To this day, the "Hamiltonian function" remains something that in my mind symbolizes the Unknowable.  I have deep and abiding admiration for people for whom that concept makes sense (first and foremost, William Rowan Hamilton, who developed it).  And I'm sure it is elegant, just as Dr. Spross said.  But experiencing that elegance was (and probably still is) entirely beyond me.

It's this tendency to find what we can't understand awe-inspiring that has led to the idea of the god of the gaps -- in which gaps in our scientific knowledge are attributed to the incomprehensible hand of the divine.  Theologian Dietrich Bonhoeffer realized what the problem with this was, at least for people who are religious:
How wrong it is to use God as a stop-gap for the incompleteness of our knowledge.  If in fact the frontiers of knowledge are being pushed further and further back (and that is bound to be the case), then God is being pushed back with them, and is therefore continually in retreat.  We are to find God in what we know, not in what we don't know.
Anyhow, that was a long-winded preamble as an explanation of why all of this comes up in today's post.  I immediately thought of the awe-inspiring nature of what we don't understand when I read an article yesterday about two researchers at the University of Rochester, Tamar Friedmann and Carl Hagen, who found that a method for calculating the energy levels of a hydrogen atom generates the well-known number pi.

[image courtesy of the Wikimedia Commons]

It turns out to have something to do with a mathematical function called the Wallis product, which says that you can generate π/2 by a simple series of multiplications:
π/2 = (2/1) x (2/3) x (4/3) x (4/5) x (6/5) x (6/7) x (8/7) x (8/9)....
The pattern is that the numerators of the fractions are 2, 2, 4, 4, 6, 6, 8, 8... and the denominators 1, 3, 3, 5, 5, 7, 7, 9, 9...  And the cool thing is, the more terms you add, the closer you get to π/2.

Now, as for why this is so... well, I tried reading the explanation, and my eyes started spinning.  And I've taken lots of math courses, including calculus and differential equations, and like I said earlier, I majored in physics (as much of a mistake as that turned out to be).  But when I took a look at the paper about the energy levels of hydrogen and the Wallis product and gamma functions, I almost could hear Dr.

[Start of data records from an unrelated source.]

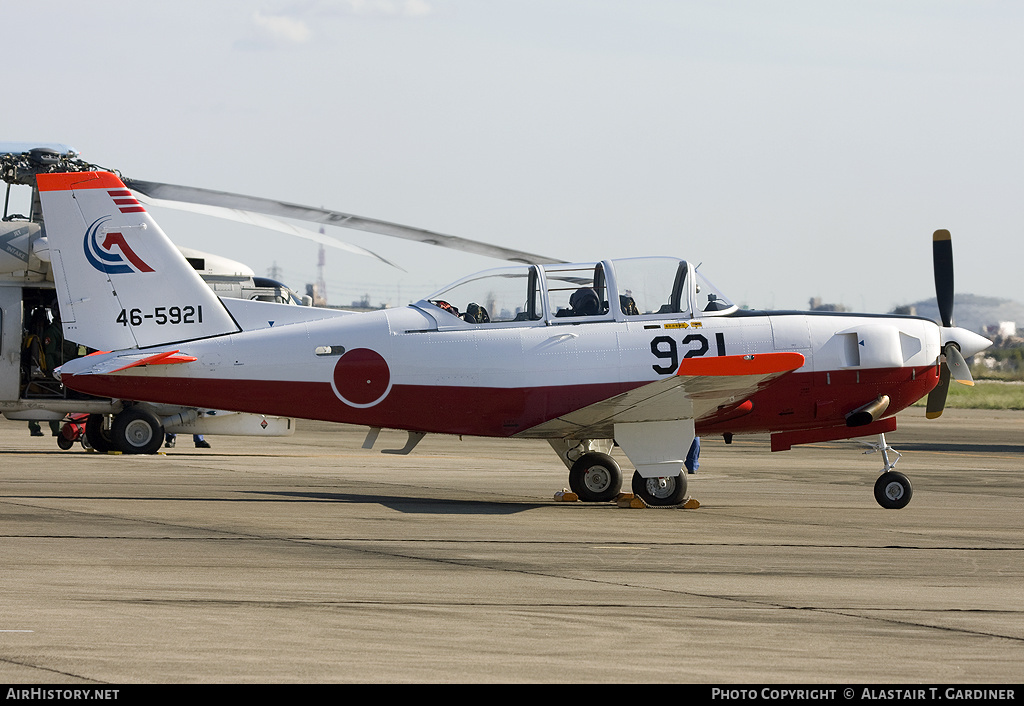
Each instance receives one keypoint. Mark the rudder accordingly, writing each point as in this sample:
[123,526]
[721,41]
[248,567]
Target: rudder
[121,283]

Spross's voice, explaining it in a tone that implies that it would be immediately clear to a small child, or even an unusually intelligent dog.

And all of those feelings from Classical Mechanics came bubbling up to the surface.

So I'm left with being a little in awe about it all.  Somehow, even though I have no real understanding of why, the same number that I learned about in geometry class as the ratio between a circle's circumference and its diameter shows up in the energy levels of hydrogen atoms.  Predictably, I'm not inclined to attribute such correspondences to the hand of the divine, but I do think they're (in Dr. Spross's words) "elegant."  And even if I never get much beyond that, I can still appreciate the minds of the people who can.